Not only has the potential for such a crisis thus been averted — the city now has a reserve capacity of up to 90 days — officials say the massive project has ensured a safe drinking water supply for the city for the next 100 years. Undertaken through a joint venture partnership of PC Construction of South Burlington, Vermont, and Atlanta’s H.J. Russell & Company, the Atlanta Water Supply Program was recognized in April by Engineering News-Record, the engineering industry publication, as the Top Water/Wastewater Project in the Country.
"However you look at this, there is a cost to not getting this right.”
— Steven Landau, Executive Vice President, EPB-US
Microsoft’s future Atlanta campus site.
Photo courtesy of Microsoft
“This particular project was so unique in what we were trying to achieve and the time frame we were trying to achieve it through,” says PC Construction’s Robert Huie, who served as project manager. “Given all the different partners and stakeholders involved, it was important to collocate all the different teams on site. That allowed for very efficient interaction between all the different teams, with everyone having real-time information as to what was going on with the design, how it was impacting the schedule and how costs were being adhered to.”
The new system moves raw water from the Chattahoochee to the once-abandoned, 400-ft.-deep Bellwood Quarry, now flooded with the bright blue reserve supply of 2.4 billion gallons of raw water. It’s one of the largest such reservoirs in the world, and it connects to two nearby water treatment plants.
To link the quarry to the river some five miles away, teams bored a 10-foot diameter tunnel through hard Gneiss bedrock, using a 400-ft. drill manufactured in Ohio by the engineering company Robbins, and dubbed “Driller Mike,” after the Atlanta rapper and activist “Killer Mike.”
“At its best,” says Huie, “this machine was doing more than 200 feet a day. On tougher days when we were hitting very hard rock and difficult water conditions, it was making only about 30 feet.”

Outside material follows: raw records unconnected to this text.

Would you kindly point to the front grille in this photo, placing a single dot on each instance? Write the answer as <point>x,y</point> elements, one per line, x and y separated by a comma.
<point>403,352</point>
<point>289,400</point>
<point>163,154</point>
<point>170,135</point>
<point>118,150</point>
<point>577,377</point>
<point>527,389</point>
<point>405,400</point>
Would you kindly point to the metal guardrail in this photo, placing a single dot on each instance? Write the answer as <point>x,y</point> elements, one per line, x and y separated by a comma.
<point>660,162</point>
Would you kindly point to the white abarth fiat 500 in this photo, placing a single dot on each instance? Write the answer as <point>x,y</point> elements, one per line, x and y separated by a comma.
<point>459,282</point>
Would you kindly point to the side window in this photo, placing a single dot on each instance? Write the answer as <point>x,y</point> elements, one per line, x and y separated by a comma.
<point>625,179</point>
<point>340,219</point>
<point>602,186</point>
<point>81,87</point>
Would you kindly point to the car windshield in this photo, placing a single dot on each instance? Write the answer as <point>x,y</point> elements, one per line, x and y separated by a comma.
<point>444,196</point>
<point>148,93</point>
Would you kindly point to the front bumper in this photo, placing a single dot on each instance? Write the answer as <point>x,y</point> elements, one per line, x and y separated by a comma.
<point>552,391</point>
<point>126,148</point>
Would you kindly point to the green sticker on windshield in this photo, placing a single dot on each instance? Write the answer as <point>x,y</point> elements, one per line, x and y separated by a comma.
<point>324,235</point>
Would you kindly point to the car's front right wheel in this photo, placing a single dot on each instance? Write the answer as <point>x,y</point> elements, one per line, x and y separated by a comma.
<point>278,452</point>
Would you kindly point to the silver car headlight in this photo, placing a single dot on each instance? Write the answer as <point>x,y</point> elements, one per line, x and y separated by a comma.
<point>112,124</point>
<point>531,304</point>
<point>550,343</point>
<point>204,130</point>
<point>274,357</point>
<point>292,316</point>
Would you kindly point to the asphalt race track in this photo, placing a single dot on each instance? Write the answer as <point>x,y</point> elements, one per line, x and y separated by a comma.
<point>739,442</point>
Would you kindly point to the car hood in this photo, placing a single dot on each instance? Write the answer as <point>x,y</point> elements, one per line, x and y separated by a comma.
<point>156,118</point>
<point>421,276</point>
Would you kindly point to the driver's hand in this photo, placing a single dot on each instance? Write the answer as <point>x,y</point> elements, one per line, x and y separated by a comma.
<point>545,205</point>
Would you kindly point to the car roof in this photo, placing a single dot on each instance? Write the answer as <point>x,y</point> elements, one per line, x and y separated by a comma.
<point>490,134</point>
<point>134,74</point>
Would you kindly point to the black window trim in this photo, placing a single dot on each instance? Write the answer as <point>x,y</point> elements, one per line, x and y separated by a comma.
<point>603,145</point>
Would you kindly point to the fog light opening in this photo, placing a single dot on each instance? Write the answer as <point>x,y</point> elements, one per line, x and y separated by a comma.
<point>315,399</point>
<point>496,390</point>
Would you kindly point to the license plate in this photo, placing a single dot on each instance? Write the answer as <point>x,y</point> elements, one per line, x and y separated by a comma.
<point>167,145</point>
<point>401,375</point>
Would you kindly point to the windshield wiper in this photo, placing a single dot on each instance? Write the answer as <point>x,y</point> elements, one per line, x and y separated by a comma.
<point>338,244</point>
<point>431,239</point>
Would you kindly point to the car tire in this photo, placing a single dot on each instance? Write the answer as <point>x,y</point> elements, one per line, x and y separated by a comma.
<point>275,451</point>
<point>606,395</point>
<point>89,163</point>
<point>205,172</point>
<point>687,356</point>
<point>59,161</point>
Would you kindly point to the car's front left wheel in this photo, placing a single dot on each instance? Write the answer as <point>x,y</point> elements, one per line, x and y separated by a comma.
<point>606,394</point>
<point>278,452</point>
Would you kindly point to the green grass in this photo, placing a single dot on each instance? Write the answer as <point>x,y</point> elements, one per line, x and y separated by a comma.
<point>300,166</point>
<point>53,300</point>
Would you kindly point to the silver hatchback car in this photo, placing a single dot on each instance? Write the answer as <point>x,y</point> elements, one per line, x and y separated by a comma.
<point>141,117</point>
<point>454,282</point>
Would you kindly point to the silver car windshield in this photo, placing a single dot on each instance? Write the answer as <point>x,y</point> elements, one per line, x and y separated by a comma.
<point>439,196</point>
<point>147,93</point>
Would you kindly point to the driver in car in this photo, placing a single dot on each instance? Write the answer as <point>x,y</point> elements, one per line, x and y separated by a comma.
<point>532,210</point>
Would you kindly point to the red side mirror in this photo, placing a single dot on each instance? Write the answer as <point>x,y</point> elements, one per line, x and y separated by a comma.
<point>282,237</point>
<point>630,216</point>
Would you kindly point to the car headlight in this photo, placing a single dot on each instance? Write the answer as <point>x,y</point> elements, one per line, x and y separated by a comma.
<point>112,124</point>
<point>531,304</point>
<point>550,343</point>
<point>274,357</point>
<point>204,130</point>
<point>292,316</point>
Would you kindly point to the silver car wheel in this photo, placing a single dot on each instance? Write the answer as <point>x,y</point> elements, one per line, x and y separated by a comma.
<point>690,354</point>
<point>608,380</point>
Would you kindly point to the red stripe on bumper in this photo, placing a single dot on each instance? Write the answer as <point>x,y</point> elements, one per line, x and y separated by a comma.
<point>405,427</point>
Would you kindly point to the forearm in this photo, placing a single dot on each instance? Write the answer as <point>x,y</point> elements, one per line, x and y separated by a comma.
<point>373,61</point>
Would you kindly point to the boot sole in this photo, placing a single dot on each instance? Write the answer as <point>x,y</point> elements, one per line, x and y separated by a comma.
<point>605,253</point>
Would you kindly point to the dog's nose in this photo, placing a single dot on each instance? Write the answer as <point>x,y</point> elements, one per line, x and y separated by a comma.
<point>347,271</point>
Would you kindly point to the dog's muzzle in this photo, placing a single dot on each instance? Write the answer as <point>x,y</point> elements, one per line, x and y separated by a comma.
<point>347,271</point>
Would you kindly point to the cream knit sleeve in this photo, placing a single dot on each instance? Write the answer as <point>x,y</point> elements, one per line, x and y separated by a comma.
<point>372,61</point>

Using laser guidance, Driller Mike punched through on the Chattahoochee side in the fall of 2018, a mere two inches from a dead bullseye, “unheard of,” says Huie.
Part of Something Larger
Through inventive planning, the water supply project is but one component of something even bigger. The picturesque reservoir has become the centerpiece of Westside Quarry Park, a $44 million, 280-acre greenspace in a formerly neglected part of Atlanta that is steadily blossoming into a hub of attainable housing and commercial development. It’s now the biggest city park in Atlanta, larger even than bustling Piedmont Park in Midtown, an Atlanta signature.
Microsoft, which purchased the nearby Quarry Yards property in 2020, is planning a 90-acre campus as part of what it calls a multiyear project to create new office space and public amenities. It’s part of a broader effort to build on Atlanta’s growing profile as a center of data centers and technology jobs. The Seattle-based tech giant recently completed construction of its Atlantic Yards complex, which is expected to eventually bring 1,500 jobs to Atlanta’s West Side.

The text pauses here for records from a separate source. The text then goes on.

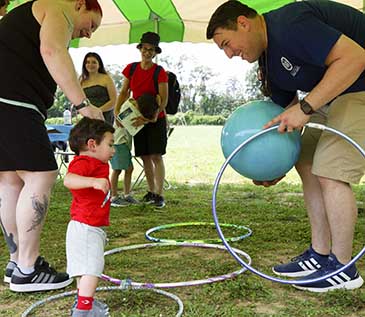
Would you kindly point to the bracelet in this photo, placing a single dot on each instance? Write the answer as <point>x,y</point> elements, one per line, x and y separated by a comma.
<point>83,104</point>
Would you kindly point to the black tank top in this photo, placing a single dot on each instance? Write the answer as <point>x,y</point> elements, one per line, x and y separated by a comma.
<point>23,74</point>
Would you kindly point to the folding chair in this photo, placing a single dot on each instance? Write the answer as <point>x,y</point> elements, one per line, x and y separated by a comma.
<point>58,135</point>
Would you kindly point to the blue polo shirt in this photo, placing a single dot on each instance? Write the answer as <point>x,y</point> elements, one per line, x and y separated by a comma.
<point>300,37</point>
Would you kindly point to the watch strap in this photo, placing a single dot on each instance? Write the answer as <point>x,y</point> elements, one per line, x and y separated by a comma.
<point>83,104</point>
<point>306,107</point>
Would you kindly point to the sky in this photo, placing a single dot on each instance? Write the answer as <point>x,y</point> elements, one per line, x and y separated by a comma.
<point>202,53</point>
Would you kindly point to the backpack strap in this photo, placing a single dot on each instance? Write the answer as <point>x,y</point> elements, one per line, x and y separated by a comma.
<point>133,68</point>
<point>155,77</point>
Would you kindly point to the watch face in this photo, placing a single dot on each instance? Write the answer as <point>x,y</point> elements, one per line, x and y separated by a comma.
<point>306,108</point>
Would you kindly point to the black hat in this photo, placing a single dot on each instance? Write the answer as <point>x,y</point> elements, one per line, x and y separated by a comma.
<point>150,38</point>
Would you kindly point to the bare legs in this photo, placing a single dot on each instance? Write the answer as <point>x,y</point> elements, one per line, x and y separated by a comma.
<point>154,169</point>
<point>127,181</point>
<point>24,199</point>
<point>332,212</point>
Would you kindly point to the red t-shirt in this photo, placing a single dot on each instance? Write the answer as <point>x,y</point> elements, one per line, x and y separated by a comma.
<point>86,202</point>
<point>142,81</point>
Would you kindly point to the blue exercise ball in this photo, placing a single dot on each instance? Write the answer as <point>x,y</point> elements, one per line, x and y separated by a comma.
<point>267,156</point>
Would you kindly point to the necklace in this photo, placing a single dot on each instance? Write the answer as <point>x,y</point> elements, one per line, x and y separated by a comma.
<point>264,66</point>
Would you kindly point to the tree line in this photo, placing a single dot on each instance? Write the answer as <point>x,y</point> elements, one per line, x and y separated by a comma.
<point>197,96</point>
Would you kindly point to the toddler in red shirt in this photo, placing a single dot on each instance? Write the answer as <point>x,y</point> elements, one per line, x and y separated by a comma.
<point>88,180</point>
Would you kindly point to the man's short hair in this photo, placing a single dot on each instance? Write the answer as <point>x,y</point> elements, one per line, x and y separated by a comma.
<point>225,16</point>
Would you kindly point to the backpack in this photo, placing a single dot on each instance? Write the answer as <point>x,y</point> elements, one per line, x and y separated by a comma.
<point>174,93</point>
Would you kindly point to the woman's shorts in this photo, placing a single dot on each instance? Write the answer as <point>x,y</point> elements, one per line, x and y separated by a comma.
<point>122,157</point>
<point>24,142</point>
<point>84,249</point>
<point>152,139</point>
<point>333,157</point>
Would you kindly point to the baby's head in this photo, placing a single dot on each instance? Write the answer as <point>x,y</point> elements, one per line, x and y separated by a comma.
<point>85,130</point>
<point>147,105</point>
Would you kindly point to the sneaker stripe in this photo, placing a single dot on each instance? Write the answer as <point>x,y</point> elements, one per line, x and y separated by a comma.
<point>315,263</point>
<point>306,265</point>
<point>345,277</point>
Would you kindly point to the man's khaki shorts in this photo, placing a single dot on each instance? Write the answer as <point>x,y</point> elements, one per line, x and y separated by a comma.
<point>332,156</point>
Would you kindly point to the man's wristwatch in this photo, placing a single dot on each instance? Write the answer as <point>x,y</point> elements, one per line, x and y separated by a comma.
<point>306,107</point>
<point>83,104</point>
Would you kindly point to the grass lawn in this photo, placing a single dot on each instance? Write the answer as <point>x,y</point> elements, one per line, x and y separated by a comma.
<point>280,231</point>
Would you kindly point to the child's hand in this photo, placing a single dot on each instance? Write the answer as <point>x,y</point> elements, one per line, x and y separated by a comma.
<point>139,121</point>
<point>101,183</point>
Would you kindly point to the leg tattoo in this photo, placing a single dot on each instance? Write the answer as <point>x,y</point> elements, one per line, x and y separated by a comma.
<point>9,238</point>
<point>40,211</point>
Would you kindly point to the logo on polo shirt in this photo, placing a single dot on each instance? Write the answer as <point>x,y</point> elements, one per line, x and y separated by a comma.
<point>289,66</point>
<point>286,64</point>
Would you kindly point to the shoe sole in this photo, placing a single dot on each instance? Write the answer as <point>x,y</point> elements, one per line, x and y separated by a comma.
<point>116,205</point>
<point>294,274</point>
<point>7,279</point>
<point>24,288</point>
<point>357,283</point>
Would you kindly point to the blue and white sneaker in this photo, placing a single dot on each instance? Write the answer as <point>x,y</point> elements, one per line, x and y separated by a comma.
<point>302,265</point>
<point>347,279</point>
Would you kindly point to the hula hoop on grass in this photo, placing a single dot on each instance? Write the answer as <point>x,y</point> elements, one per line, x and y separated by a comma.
<point>225,242</point>
<point>184,224</point>
<point>173,284</point>
<point>103,289</point>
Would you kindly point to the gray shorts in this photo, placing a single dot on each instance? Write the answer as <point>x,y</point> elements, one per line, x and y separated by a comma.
<point>84,249</point>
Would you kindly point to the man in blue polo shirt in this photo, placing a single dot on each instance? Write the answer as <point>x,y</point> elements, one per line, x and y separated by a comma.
<point>315,47</point>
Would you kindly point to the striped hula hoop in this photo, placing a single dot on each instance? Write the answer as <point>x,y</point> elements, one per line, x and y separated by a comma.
<point>225,242</point>
<point>31,308</point>
<point>149,232</point>
<point>173,284</point>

Having vowed to solicit public participation for its development of Quarry Yards, Microsoft has reportedly enlisted architecture firm Cooper Carry, market research consultants Noell Consulting Group, sustainability consultants Transsolor and JLL, the commercial real estate services company.
“We want to create a positive impact as an active partner in the Atlanta community,” Microsoft says in a statement. “From setting aside 25% of our expansion site for facilities that benefit the community to creating programs that aim to close opportunity gaps and partnering with the many historic universities in the area, we are excited to work hand in hand with local organizations and community groups in Atlanta to ensure Microsoft and the city thrive.”